Una valutazione complessiva della 107 chiama in causa dunque tutto il processo dell’autonomia scolastica. Da una parte ci sono i bisogni degli studenti che questa autonomia non prende in considerazione: scuole sicure, attrezzate, innovative sul piano della risposta ai bisogni di educazione, di sperimentazione, di innovazione didattica. Dall’altra i bisogni dei docenti: ad avere uno stipendio decoroso, ad avere spazi dove poter lavorare, ad avere il tempo da dedicare agli allievi, ad una progettazione non ridotta in pillole, ad una valutazione che non sia un esamificio.

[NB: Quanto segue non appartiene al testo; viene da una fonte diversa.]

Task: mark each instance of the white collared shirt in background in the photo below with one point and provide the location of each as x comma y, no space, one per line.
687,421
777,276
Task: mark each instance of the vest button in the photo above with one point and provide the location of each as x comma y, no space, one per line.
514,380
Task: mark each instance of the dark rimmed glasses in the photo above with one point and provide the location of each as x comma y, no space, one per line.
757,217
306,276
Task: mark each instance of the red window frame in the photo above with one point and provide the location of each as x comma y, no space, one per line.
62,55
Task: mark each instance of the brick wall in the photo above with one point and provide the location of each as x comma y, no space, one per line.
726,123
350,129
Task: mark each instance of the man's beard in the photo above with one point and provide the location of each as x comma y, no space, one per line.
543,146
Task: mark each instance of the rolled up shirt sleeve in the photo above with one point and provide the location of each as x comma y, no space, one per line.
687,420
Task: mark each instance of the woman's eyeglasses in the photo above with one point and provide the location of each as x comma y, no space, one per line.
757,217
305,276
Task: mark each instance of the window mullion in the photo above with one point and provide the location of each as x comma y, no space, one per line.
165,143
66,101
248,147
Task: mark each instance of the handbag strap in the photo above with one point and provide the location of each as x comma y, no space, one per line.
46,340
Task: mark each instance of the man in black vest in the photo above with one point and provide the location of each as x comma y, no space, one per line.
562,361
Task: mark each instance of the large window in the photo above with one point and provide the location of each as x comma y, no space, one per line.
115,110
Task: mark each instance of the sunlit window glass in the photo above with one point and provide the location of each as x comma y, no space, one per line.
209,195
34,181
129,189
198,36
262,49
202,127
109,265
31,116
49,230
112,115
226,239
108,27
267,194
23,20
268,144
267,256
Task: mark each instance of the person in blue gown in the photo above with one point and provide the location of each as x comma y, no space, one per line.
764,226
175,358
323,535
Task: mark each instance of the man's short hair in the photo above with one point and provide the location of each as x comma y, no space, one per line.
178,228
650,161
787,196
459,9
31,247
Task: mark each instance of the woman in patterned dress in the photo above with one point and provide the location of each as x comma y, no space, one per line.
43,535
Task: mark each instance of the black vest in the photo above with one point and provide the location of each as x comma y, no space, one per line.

In mezzo, le enormi e soffocanti finzioni ideologiche della scuola-azienda. Come uscirne? Risposte semplici, a parte l’immediata restituzione dei soldi sottratti dalla Gelmini alla scuola, non ce ne sono. Sarebbe già un miracolo che i docenti riuscissero ad alzare la testa e prendersi uno spazio per riflettere sulla loro condizione. Soltanto da qui, da un gesto terapeutico di rottura, potrebbe cominciare un ripensamento complessivo del modello di gestione e governo della scuola.